Recovery Flow: Temporary skip-reconcile

During CNPG recovery, we PAUSE auto-sync to prevent conflicts:

STEP 1: Pause auto-sync (Set skip-reconcile=true)
┌──────────────┐
│     Git      │
└──────┬───────┘
       │
       X (ArgoCD paused)
       │ "Don't auto-sync yet"
       ↓
┌──────────────────────────────┐
│   ArgoCD (PAUSED)            │
│ skip-reconcile=true          │
│ (manual sync only)           │
└──────────────────────────────┘
       │
       │ (Manual sync via UI still works)
       ↓
┌──────────────────────────────┐
│   Cluster (unchanged so far) │
└──────────────────────────────┘

STEP 2: Manual kubectl recovery (bypass ArgoCD)
┌──────────────────────────────┐
│   You (kubectl create)       │
│   recovery-cluster.yaml      │
└──────┬───────────────────────┘
       │
       │ (Direct API call, no SSA conflict)
       ↓
┌──────────────────────────────┐
│   Cluster                    │
│ (recovery pod running)       │
└──────────────────────────────┘

STEP 3: Recovery completes, unpause (Remove skip-reconcile)
┌──────────────┐
│     Git      │
└──────┬───────┘
       │
       │ (ArgoCD unpaused)
       │ "Resume auto-sync"
       ↓
┌──────────────────────────────┐
│   ArgoCD (RESUMING)          │
│ skip-reconcile removed       │
│ (auto-sync enabled)          │
└──────────────────────────────┘
       │
       │ (normal GitOps resumes)
       ↓
┌──────────────────────────────┐
│   Cluster (final state)      │
│  (recovered data + Git sync) │
└──────────────────────────────┘

Why skip-reconcile Doesn't Break GitOps

Git remains source of truth the whole time: - You commit recovered state back to Git (cluster.yaml reverted to initdb, backup lineage bumped to next version) - skip-reconcile only blocks automatic reconciliation (ArgoCD watching) - Manual sync (UI click) still reads Git and applies to cluster - Once skip-reconcile is removed, auto-sync resumes from Git state

Think of it like: - Normal: ArgoCD is always watching Git, automatically syncing any changes - skip-reconcile pause: You tell ArgoCD "ignore Git for now, let me work" - Manual recovery: You directly fix the cluster - Unpause: ArgoCD starts watching Git again, makes sure cluster matches Git

After unpause, if someone changed Git while paused: - ArgoCD syncs the newest Git state - Old recover state is overwritten by Git - Git wins (as it should)

Cleanup Checklist

[ ] Recovery cluster is healthy (pod Ready 1/1, data validated)
[ ] cluster.yaml reverted to initdb mode (not recovery)
[ ] ⚠️  ALL recovery code DELETED from cluster.yaml (not just commented!)
    - bootstrap.recovery section removed
    - externalClusters section removed
    - REASON: CNPG webhook blocks sync if both bootstrap methods present
[ ] cluster.yaml backup lineage bumped to NEXT version (e.g. v4→v5)
[ ] Commit cluster.yaml to Git
[ ] Push to main branch
[ ] Verify Git shows only initdb block (no recovery code)
[ ] Wait for ArgoCD to auto-detect sync → should show Synced
[ ] Manual sync via Argo UI (if needed)
[ ] Remove skip-reconcile annotations
[ ] Verify auto-sync working again

Key reminder: CNPG webhook validates mutual exclusivity of bootstrap methods. Recovery code must be completely removed before committing to Git, or ArgoCD will remain OutOfSync forever.

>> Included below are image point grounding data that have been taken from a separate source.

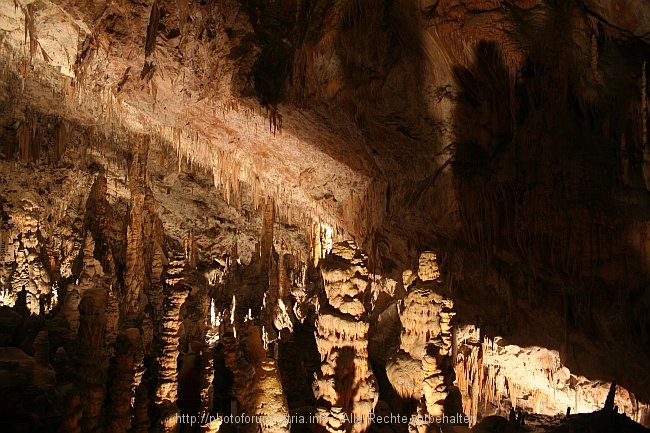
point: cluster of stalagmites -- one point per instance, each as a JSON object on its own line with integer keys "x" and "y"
{"x": 22, "y": 270}
{"x": 346, "y": 387}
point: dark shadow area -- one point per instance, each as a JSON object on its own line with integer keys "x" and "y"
{"x": 538, "y": 180}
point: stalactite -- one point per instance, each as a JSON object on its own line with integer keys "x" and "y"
{"x": 134, "y": 274}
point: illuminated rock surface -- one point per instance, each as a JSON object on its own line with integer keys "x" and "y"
{"x": 375, "y": 193}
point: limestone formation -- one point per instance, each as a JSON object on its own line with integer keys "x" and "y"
{"x": 134, "y": 275}
{"x": 120, "y": 412}
{"x": 141, "y": 420}
{"x": 167, "y": 387}
{"x": 490, "y": 158}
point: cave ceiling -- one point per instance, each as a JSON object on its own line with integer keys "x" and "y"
{"x": 510, "y": 136}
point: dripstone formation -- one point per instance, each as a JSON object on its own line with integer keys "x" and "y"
{"x": 346, "y": 216}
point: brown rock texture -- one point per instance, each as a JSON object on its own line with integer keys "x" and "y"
{"x": 346, "y": 387}
{"x": 167, "y": 386}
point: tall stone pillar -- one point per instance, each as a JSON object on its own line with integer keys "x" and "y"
{"x": 346, "y": 387}
{"x": 167, "y": 389}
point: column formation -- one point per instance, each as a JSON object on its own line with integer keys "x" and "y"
{"x": 167, "y": 388}
{"x": 346, "y": 387}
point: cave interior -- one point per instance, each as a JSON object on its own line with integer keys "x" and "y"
{"x": 310, "y": 216}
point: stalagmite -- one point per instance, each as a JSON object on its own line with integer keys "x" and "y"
{"x": 346, "y": 386}
{"x": 138, "y": 358}
{"x": 89, "y": 356}
{"x": 141, "y": 410}
{"x": 425, "y": 341}
{"x": 167, "y": 387}
{"x": 134, "y": 274}
{"x": 121, "y": 389}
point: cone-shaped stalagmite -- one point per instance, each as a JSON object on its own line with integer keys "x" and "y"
{"x": 346, "y": 385}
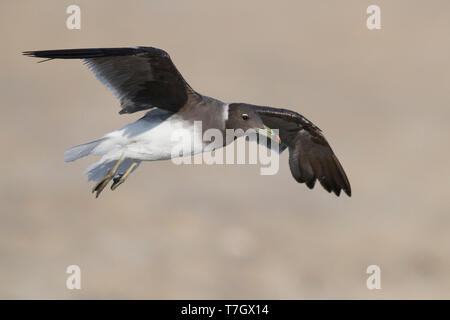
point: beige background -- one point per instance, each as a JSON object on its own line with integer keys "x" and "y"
{"x": 381, "y": 98}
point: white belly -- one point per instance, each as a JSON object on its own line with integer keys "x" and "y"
{"x": 150, "y": 139}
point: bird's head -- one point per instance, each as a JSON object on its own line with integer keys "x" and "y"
{"x": 242, "y": 116}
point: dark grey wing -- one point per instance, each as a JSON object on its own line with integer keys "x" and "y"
{"x": 310, "y": 156}
{"x": 140, "y": 77}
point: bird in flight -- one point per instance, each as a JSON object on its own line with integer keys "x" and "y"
{"x": 144, "y": 78}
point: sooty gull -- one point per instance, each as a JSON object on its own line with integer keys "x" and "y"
{"x": 145, "y": 78}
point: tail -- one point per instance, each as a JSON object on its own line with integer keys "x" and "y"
{"x": 98, "y": 170}
{"x": 81, "y": 151}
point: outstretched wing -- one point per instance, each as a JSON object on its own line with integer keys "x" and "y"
{"x": 310, "y": 156}
{"x": 140, "y": 77}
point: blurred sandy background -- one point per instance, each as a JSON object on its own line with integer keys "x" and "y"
{"x": 381, "y": 98}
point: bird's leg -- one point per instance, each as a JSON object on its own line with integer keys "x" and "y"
{"x": 107, "y": 178}
{"x": 122, "y": 177}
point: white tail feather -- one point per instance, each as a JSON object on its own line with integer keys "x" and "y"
{"x": 81, "y": 150}
{"x": 98, "y": 170}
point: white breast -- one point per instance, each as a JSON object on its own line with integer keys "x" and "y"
{"x": 152, "y": 138}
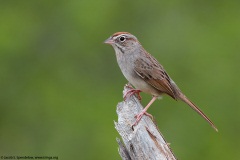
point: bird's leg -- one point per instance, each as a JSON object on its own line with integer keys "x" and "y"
{"x": 144, "y": 111}
{"x": 131, "y": 92}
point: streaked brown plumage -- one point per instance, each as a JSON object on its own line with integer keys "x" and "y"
{"x": 145, "y": 73}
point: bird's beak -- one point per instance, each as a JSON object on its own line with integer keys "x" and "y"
{"x": 109, "y": 41}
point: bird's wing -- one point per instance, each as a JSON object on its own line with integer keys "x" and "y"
{"x": 154, "y": 74}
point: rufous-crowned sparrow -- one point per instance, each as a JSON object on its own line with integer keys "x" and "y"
{"x": 145, "y": 73}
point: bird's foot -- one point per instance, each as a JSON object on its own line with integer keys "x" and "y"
{"x": 139, "y": 117}
{"x": 131, "y": 92}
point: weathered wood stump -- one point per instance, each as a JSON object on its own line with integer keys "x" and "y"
{"x": 144, "y": 141}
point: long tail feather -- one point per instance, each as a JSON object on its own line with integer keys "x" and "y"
{"x": 194, "y": 107}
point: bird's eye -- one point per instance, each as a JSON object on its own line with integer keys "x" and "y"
{"x": 122, "y": 38}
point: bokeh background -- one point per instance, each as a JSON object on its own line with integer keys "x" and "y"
{"x": 60, "y": 84}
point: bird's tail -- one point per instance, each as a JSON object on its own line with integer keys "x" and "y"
{"x": 194, "y": 107}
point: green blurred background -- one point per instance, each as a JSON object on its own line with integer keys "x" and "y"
{"x": 60, "y": 84}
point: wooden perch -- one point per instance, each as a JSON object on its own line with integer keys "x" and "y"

After unpause, Git and cluster sync normally, and you're back to true GitOps.

Backup Architecture

CNPG Cluster
    ↓ (continuous WAL archiving + scheduled base backups)
Barman → RustFS S3
    s3://postgres-backups/cnpg/<app>/<serverName>/base/     (base backups)
    s3://postgres-backups/cnpg/<app>/<serverName>/wals/     (WAL files)

Current Database Inventory

Database	S3 Path	Current serverName	Schedule
immich	`s3://postgres-backups/cnpg/immich`	`immich-database-v5`	Hourly + WAL
khoj	`s3://postgres-backups/cnpg/khoj`	`khoj-database`	Daily 2am + WAL
paperless	`s3://postgres-backups/cnpg/paperless`	`paperless-database`	Daily 2am + WAL

serverName Versioning

CNPG requires a clean WAL archive for new clusters. After recovery, the new cluster can't write WALs to the same path as the old cluster. The serverName in backup.barmanObjectStore controls the subdirectory:

s3://postgres-backups/cnpg/immich/
├── immich-database/        ← original (pre-recovery backups)
│   ├── base/
│   └── wals/
├── immich-database-v2/     ← first recovery lineage
│   ├── base/
│   └── wals/
└── immich-database-v4/     ← current (post-recovery backups)
    ├── base/
    └── wals/

Each recovery bumps the version: -v2 → -v3 → -v4, etc.

Restore Source vs Backup Target (Critical)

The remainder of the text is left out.